L’attestato di rischio è un documento molto importante per l’automobilista, pertanto deve essere conservato con cura. Ma come bisogna comportarsi in caso di un suo eventuale smarrimento?

L’IMPORTANZA DELL’ATTESTATO DI RISCHIO – L’importanza dell’attestato di rischio è data dal fatto che in esso sono contenute tutte le informazioni riguardanti il contratto stipulato, quali i dati del titolare che ha sottoscritto la polizza RCA, la formula tariffaria, la data di scadenza, i dati della targa, la classe di merito universale, attribuita dall’assicurazione sulla base di criteri standard e i dati sul numero dei sinistri avuti negli ultimi cinque anni.

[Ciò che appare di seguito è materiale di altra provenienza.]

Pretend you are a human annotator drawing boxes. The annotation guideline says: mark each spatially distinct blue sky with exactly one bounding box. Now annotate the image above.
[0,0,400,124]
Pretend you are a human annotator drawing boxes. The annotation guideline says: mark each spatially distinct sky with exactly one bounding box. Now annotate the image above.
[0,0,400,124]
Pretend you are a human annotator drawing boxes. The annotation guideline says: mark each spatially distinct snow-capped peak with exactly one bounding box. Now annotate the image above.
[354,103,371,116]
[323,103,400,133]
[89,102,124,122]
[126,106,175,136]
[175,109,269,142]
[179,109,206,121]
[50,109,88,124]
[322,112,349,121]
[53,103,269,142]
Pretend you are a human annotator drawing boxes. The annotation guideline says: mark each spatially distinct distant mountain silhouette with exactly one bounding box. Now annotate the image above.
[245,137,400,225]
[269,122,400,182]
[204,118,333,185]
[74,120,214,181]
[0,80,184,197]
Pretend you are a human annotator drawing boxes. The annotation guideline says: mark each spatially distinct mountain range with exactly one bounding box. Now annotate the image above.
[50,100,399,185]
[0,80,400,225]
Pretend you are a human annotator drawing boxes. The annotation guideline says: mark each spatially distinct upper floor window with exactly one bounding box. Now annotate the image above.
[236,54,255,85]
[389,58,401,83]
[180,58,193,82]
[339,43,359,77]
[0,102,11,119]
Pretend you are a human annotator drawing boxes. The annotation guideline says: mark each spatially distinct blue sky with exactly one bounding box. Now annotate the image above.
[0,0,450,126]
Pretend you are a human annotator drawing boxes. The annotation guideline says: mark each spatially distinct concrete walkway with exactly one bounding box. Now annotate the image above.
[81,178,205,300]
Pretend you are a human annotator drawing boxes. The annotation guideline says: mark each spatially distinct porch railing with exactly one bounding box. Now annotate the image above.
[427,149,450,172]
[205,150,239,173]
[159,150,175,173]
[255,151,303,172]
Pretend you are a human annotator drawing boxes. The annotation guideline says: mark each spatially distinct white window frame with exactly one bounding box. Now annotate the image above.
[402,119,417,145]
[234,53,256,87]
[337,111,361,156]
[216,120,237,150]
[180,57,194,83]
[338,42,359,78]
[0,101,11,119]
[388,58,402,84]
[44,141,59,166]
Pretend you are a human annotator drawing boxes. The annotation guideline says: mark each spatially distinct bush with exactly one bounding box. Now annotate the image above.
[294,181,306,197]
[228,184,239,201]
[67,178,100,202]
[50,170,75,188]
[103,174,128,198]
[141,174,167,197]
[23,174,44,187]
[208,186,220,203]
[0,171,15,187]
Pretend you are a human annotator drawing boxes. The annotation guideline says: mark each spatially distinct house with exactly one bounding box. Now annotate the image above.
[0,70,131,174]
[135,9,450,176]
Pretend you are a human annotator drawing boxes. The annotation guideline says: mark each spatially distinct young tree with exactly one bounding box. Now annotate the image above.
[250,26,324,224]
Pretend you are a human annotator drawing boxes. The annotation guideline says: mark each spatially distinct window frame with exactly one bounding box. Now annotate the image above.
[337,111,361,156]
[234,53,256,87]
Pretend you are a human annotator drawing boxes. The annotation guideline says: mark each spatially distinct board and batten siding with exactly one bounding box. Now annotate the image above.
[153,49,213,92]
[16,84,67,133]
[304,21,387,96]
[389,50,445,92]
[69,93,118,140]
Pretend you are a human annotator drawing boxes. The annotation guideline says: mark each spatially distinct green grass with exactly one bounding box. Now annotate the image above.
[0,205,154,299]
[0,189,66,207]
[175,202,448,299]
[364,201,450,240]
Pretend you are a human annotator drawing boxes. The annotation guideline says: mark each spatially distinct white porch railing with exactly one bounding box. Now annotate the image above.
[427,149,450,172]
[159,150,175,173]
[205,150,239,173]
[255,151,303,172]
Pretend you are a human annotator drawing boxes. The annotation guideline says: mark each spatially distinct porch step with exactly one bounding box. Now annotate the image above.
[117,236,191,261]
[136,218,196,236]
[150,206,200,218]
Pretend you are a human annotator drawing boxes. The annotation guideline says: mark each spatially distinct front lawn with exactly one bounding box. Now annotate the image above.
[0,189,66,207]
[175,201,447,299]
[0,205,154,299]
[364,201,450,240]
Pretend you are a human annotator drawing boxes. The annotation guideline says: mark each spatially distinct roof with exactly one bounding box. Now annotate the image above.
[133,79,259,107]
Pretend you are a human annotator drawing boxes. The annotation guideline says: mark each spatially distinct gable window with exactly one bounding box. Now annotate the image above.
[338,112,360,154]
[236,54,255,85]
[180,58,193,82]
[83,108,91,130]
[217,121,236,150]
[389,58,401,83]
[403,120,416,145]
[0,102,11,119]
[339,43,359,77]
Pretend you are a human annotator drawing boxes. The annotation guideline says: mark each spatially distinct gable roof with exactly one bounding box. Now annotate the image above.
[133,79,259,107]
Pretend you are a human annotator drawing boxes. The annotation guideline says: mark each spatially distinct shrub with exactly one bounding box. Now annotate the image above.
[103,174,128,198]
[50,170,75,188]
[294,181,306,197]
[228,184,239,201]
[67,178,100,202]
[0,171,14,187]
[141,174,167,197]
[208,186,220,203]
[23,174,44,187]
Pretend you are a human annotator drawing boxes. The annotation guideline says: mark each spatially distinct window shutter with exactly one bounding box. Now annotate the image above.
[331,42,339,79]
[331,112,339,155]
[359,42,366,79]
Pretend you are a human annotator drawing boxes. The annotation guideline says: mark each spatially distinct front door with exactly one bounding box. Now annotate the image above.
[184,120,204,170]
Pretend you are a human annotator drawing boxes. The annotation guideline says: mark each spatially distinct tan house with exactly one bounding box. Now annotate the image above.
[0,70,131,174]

COSA FARE IN CASO DI SMARRIMENTO? – In caso di perdita dell’attestato di rischio, la compagnia assicurativa con la quale si è stipulata la polizza ha il dovere di rilasciare all’assicurato la copia originale di tale documento. Semplicemente, bisogna recarsi presso la sede dell’assicurazione e farne richiesta. In caso di impossibilità da parte dell’assicurato di recarsi di persona, informando preventivamente l’agenzia, si può delegare un altro soggetto, il quale dovrà presentarsi con fotocopia firmata dei documenti richiesti. Nel caso in cui la polizza sia stata stipulata online sul sito internet della compagnia assicurativa oppure per via telefonica, la copia dell’attestato può essere richiesta tramite fax o per telefono. In ogni caso, la compagnia assicurativa è obbligata ad inviare la copia del documento da trenta giorni lavorativi prima a tre giorni prima della scadenza della polizza.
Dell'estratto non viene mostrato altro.